Its worth taking a drive to experience it longer. Will you be around in 2044?
We might have a different experience. The roads won’t be fun, scouting a location won’t be fun. Crowds won’t be fun. On the other hand, you have this 115-mile wide band of totality, and it’s a two-minute walk within our neighborhood to reach the edge of it. If that 20-26 seconds is just as total as it is anywhere, then I’d be inclined to stay and set up to our heart’s content. Planning is the key. If you don’t plan ahead, you need to go to a big field where parking, crowds, etc, might spoil the experience. But if I measure everything, I can set up a table and chairs, we can have a great angle for the entire event as long as it’s not too cloudy.
Even if it came to the UK, the clouds would obscure it.

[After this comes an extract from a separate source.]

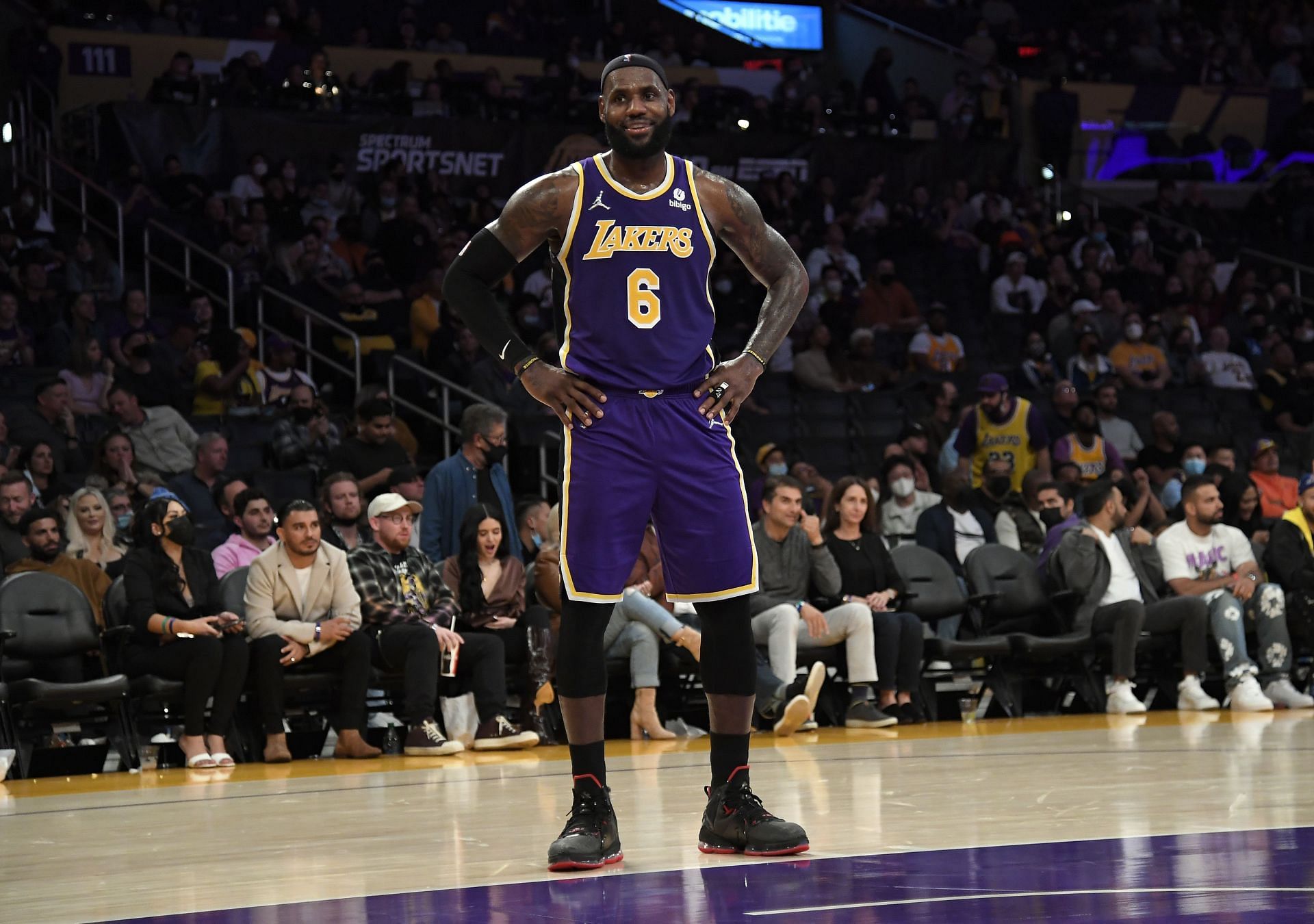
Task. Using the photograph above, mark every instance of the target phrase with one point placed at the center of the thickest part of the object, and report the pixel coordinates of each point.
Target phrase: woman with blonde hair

the trick will be to find a lengthy highway that parallels the path of totality. we had planned to watch 2017 in casper, wy but were able to bug out to douglas, wy thanks to i25. it was a good move. could have easily gone west along 26 as well. don’t be fixed to one spot.
also, i remain shocked at how many people were afraid remove their glasses during actual totality. don’t be that guy.
Probability says that they are correct to do so. Photons emitted by sun’s electrons do not perceive time, the fourth dimension of the spacetime, A quantum experiment shows that a particle of light travel both forwards and backwards in time, at the same moment so no guaranties that eye will not be hit by some of those weird photons travelling back in time.
Thank you for the information. Have begun to focus on this eclipse. Only problem, here in the central midwest, April generally isn’t a great month for observing the skies. Can only hope….
There is a total solar eclipse coming up on April 20, 2023. South Africa, the Indian Ocean, north west Western Australia (just) and then Indonesia.
Another good site for TSE info:
Enjoyed the 2017 TSE experience.Will head to either Indy or Cleveland next year where relatives live.
Can anyone offer info on typical April weather (especially cloud cover) in the various locations? I’m trying to decide where to go. We didn’t see the last one because it ended up overcast.
From Zharkova’s chart, the peak of solar activity in the 24th and 25th solar cycles should be similar. Now there will be a strong decline in the Sun’s magnetic activity until the end of the 26th solar cycle.
Great post, thanks. My wife and I have started planning already.